O demônio ficou estático no caminho, observando-o por algum tempo, olhando-o pelo canto dos olhos. Havia contrariedade e animosidade em seu ar, mas também um pouco de curiosidade, o que o impedia de atacar.
Ele deixou que a penumbra de que se fazia se estendesse um pouco no caminho. Sabia que era ele que aquele nefelin imundo procurava, e queria deixar bem claro que não queria qualquer proximidade.
Uivo parou. Em silêncio ficou observando a penumbra triste que bloqueava o caminho. Não sentia nada, nem mesmo expectativa. Havia apenas um silêncio indiferente, que apenas aguardava.
Quando a penumbra pareceu se adensar mais e o frio aumentar Uivo se mexeu, encarando abertamente o lugar de onde, sabia, o demônio cismava.
- Sei que está aí... – falou.
O demônio se ergueu na penumbra, a força da fúria se elevando. Tomado de um ódio frio e duro encarou a criatura. A arrogância daquele ser o incomodava, e ficou se perguntando por que permitia que ele continuasse a respirar.
- Curiosidade! – sussurrou para si mesmo enquanto se posicionava de frente para o intruso, mesmo sabendo que essa não era a verdade toda.
> Eu sei, porque eu permiti que soubesse... Por que veio? Procura perdão?
- E por que eu deveria esperar perdão? – Uivo estranhou a pergunta.
- O presente que lhe dei... Você o destruiu, botou for a.
- Agradeço o presente.
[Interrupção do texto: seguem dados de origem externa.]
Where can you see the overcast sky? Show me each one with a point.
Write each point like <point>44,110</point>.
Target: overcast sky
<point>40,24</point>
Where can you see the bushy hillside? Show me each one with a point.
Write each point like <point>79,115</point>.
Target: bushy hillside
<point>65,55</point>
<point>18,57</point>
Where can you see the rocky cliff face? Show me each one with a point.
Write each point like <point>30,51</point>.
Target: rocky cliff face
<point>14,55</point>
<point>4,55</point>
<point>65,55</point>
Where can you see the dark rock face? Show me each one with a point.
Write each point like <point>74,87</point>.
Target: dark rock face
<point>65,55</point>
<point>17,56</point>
Mas aquela presença era como uma mancha, à qual não vi qualquer utilidade. Era desnecessária e me incomodava.
- Você realmente é um nada, totalmente desprezível... Por que veio? - insistiu. - Há muitos motivos em você, há muitas perguntas.... Medo, também eu sinto – ameaçou um sorriso debochado.
- Medo?
— Sim! Muitos medos... Medo do demônio que carrega se tornar mais forte que você e não ir mais embora, medo de se perder na escuridão. Mas, o maior deles, eu acho: medo de que eu possa fazer algo contra seus amigos. Se apenas um desses medo pode te enfraquecer, imagine todos juntos – riu debochado. – Você é muito fraco...
O silêncio momentâneo o divertiu. Com um movimento simples, ocultando a penumbra que era, se aproximou pelo flanco e rodeou Uivo.
> Como seria fácil destruir esse ser – saboreou.
- Eles não precisam da minha ajuda...
Com curiosidade o velho demônio viu uma frágil barreira se erguer, e sorriu. Sabia que ela poderia se adensar contra sua vontade à sua aproximação. Toda criatura tinha essa defesa arcana. As criaturas têm essa defesa quando qualquer outra força se aproxima pelos outros níveis. E tinha certeza de que a defesa desse deveria ser interessante de testar. Mas decidiu que não queria isso, por enquanto. Havia outras coisas para pensar, e não queria perder seu tempo com alguém tão pequeno e fraco.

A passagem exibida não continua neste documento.